Ted Berrigan | |
---|---|
Born | Edmund Joseph Michael Berrigan, Jr. November 15, 1934 Providence, Rhode Island |
Died | July 4, 1983 | (aged 48)
Resting place | Calverton National, Long Island, New York |
Occupation | Poet |
Language | English |
Alma mater | University of Tulsa |
Period | 20th century |
Literary movement | Beat, New York School |
Notable awards | National Endowment for the Arts fellowship 1979 |
Years active | 1960-1983 |
Spouse | Alice Notley |
Children | Anselm Berrigan, Edmund Berrigan |
Ted Berrigan (November 15, 1934 – July 4, 1983) was an American poet.

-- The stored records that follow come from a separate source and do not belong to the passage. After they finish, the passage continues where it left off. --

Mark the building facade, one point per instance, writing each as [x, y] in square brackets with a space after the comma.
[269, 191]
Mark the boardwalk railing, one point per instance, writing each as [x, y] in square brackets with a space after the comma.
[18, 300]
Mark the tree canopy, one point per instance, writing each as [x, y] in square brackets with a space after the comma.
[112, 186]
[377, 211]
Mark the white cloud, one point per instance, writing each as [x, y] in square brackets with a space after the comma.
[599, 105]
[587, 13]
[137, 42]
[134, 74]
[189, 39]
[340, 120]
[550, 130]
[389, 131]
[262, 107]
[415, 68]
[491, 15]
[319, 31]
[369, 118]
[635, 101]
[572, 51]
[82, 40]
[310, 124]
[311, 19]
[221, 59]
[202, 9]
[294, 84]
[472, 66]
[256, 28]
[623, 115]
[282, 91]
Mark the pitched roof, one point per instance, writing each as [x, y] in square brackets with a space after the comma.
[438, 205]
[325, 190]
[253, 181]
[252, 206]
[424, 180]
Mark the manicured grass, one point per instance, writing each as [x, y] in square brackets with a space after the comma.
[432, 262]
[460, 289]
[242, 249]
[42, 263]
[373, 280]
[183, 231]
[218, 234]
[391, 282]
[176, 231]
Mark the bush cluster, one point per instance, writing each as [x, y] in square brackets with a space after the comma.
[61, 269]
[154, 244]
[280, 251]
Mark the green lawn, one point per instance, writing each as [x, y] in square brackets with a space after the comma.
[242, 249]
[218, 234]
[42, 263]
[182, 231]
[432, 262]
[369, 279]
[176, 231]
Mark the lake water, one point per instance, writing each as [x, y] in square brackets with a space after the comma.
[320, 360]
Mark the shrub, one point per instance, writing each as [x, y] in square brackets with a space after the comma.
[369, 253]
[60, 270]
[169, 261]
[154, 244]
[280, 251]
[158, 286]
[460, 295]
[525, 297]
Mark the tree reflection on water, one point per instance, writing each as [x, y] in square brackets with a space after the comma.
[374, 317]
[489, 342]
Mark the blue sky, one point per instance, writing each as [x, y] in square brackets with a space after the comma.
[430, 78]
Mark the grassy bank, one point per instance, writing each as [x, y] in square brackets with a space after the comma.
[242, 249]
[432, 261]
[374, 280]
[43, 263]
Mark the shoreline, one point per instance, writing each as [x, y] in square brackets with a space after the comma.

Berrigan was born in Providence, Rhode Island to an Irish Catholic family. He left college after one year to join the U. S. Army. He served from 1954 to 1957. He got his BA (1959) and his MA (1962) from the University of Tulsa. He gave his diploma back to the university because, he said, he was "a master of no art."[1][2]
He moved to New York in the early 1960s. He was an important part of the second generation of what is called the New York School of poets. which included Anselm Hollo, Ron Padgett, Anne Waldman, Clark Coolidge and Jim Carroll. He was married to the poet Alice Notley. They were parents to the poets Anselm and Edmund Berrigan.[1][2]
Berrigan taught at the St. Mark’s Poetry Project in New York. He was writer-in-residence / visiting poet at the Iowa Writers’ Workshop. He also taught at the University of Michigan at Ann Arbor, Yale University, the State University of New York at Buffalo, University of Essex in England, Northeastern Illinois University, and the Naropa Institute.[3]
After a long illness connected to hepatitis and liver damage, Berrigan died in 1983.[1]